Exhibit 10.2



The undersigned stockholder of iBio, Inc., a Delaware corporation (the “Company”), hereby irrevocably (to the fullest extent permitted by applicable law) designates Thomas F. Isett (the “Proxy”), with full power of substitution, as proxy of the undersigned with respect to the Proxy Shares (as defined below), and empowers the Proxy with the exclusive right, exercisable in any manner in the Proxy’s sole and reasonable discretion, to:


attend and vote the Proxy Shares at any and all meetings of the stockholders of the Company;


execute any and all written consents of stockholders of the Company with respect to the Proxy Shares; and


otherwise act for the undersigned with respect to the Proxy Shares in any stockholder meetings and on any resolutions, proposed actions or other matters of any character whatsoever submitted to stockholders for approval or consent, in the same manner and with the same effect as if the undersigned were personally present at any such meeting and voting the Proxy Shares, or personally acting on any such resolutions, proposed actions or other matters.

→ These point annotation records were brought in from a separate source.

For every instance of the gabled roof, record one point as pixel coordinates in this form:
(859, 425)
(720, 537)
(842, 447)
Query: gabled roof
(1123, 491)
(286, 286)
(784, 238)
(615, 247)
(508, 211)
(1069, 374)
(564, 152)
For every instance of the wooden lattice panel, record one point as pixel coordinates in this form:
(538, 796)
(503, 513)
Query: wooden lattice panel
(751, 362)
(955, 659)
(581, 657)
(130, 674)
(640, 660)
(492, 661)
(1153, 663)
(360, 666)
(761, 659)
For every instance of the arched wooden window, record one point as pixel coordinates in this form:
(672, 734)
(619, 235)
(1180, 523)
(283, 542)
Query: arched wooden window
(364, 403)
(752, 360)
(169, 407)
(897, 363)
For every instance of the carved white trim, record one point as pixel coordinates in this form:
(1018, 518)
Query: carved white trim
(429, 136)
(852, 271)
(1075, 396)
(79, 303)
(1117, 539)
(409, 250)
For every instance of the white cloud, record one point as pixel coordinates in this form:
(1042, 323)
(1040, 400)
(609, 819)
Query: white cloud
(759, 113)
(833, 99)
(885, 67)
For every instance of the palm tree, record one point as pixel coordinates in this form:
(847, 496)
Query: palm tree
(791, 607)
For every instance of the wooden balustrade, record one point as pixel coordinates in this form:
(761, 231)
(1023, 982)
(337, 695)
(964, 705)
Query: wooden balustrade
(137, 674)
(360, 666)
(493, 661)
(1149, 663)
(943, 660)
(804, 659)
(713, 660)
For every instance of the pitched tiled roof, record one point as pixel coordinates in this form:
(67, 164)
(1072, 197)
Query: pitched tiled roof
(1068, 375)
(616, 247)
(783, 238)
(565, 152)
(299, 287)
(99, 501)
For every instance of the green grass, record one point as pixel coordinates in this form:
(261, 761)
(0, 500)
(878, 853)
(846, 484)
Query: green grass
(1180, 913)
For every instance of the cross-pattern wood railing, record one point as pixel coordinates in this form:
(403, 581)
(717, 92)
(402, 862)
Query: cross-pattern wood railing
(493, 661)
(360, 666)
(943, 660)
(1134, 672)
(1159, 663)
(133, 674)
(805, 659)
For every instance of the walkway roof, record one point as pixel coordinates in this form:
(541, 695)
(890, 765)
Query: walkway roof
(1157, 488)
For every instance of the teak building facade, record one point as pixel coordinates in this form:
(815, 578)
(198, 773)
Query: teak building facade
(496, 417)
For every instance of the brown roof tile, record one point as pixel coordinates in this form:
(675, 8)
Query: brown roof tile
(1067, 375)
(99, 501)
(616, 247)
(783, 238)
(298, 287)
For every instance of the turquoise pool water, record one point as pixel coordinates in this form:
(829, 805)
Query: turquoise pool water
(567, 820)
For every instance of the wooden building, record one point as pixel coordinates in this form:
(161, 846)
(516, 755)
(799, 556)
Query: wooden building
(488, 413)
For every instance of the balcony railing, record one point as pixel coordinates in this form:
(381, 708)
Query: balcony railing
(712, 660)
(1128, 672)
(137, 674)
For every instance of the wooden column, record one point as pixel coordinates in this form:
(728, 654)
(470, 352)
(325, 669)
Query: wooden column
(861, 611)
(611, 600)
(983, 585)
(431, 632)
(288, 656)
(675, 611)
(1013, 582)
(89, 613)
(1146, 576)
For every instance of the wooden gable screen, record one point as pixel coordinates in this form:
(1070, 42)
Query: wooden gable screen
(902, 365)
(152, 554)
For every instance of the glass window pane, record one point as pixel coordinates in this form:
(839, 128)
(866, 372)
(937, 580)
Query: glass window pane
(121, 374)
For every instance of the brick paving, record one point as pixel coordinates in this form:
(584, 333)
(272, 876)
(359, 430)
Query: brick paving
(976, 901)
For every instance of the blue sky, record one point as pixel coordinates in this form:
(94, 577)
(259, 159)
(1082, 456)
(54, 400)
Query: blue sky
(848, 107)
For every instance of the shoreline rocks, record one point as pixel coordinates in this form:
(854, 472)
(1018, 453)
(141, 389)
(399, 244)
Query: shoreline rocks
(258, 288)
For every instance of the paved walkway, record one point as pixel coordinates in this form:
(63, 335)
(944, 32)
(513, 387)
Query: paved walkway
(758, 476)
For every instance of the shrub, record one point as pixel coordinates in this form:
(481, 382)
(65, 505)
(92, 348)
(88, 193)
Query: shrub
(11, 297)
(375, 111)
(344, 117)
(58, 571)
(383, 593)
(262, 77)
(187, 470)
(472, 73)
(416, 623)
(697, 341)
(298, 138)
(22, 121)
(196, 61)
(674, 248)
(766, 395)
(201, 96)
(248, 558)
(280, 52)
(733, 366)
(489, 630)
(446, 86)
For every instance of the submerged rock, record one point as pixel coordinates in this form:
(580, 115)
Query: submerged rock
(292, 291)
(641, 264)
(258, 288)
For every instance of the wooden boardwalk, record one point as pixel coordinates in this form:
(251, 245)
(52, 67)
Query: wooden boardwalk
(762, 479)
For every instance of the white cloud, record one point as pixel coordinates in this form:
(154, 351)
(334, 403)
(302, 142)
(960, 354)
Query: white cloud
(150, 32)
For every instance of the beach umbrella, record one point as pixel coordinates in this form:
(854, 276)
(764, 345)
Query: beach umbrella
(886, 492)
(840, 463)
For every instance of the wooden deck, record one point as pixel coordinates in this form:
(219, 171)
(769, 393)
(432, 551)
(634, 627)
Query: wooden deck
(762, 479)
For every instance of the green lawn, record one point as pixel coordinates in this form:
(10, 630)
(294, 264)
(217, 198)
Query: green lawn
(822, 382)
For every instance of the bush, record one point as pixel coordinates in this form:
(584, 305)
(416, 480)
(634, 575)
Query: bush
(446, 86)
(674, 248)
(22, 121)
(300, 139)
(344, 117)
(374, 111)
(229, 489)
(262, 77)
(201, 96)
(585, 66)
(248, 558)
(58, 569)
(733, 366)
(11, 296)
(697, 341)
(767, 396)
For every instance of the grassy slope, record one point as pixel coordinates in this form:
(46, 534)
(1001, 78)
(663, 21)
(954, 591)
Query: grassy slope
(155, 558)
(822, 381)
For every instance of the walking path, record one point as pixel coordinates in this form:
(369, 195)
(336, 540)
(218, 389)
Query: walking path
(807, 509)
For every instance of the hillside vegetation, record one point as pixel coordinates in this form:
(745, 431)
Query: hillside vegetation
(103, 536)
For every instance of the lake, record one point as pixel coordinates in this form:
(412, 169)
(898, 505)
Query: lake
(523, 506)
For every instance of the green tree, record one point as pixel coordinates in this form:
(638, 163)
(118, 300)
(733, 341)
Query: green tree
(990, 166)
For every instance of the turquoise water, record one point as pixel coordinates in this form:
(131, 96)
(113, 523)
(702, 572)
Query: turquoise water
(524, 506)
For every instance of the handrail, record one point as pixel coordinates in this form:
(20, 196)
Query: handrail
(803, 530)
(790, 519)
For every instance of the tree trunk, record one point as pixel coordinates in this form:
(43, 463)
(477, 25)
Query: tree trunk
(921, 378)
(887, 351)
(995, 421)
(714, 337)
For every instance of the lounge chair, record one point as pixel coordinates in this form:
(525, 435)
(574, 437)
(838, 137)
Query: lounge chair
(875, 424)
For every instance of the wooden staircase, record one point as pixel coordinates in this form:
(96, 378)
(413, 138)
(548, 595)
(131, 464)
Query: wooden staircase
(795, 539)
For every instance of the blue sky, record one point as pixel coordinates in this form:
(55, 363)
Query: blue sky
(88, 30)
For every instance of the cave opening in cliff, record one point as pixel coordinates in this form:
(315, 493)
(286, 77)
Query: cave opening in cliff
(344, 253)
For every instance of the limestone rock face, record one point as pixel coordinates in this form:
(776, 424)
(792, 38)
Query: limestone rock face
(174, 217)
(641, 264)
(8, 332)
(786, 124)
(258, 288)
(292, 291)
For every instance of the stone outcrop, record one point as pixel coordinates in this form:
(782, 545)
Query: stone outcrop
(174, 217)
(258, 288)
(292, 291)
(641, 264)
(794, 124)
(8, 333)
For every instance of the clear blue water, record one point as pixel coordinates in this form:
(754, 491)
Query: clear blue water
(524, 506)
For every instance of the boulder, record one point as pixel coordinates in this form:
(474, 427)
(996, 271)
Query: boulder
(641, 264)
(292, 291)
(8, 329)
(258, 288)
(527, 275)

For purposes hereof, “Proxy Shares” shall mean 1,000 shares of Series 2022 Convertible Preferred Stock, par value $0.001 per share, of the Company (as adjusted for stock splits or combinations, stock dividends, reclassification or the like), acquired by the undersigned pursuant to that certain Purchase Agreement, dated on or about the date hereof, by and between the Company and the undersigned.

At no cost to the undersigned, the undersigned further agrees to perform all actions and to execute and deliver all further documents, agreements and instruments with respect to and affecting the Proxy Shares which may be reasonably necessary (a) to ensure that the Proxy is empowered with the exclusive right to vote and consent with respect to the Proxy Shares, and (b) to consummate and give effect to any and all resolutions, proposed actions and other matters of any character whatsoever approved or consented to by the Proxy for the undersigned and the Proxy Shares pursuant hereto or thereto.

Except as otherwise expressly set forth herein, the undersigned retains all rights of a stockholder of the Company arising in connection with the undersigned’s ownership of the Proxy Shares, including the right to receive all dividends or distributions made by the Company with respect thereto, whether made in cash or in stock, the right to notice of or to any and all special and general meetings of stockholders and all other rights granted to stockholders of a corporation under Delaware law and the Company’s Certificate of Incorporation and Bylaws.

This proxy is irrevocable and is coupled with an interest, and is given for such consideration as mutually agreed upon between the undersigned and the Proxy, the receipt and sufficiency of which is hereby affirmed.  Notwithstanding the foregoing, this proxy will terminate and be of no further force and effect upon the conversion of the Proxy Shares to shares of Common Stock, par value $0.001 per share, of the Company pursuant to Section 6 of the Certificate of Designation classifying and designating the Proxy Shares.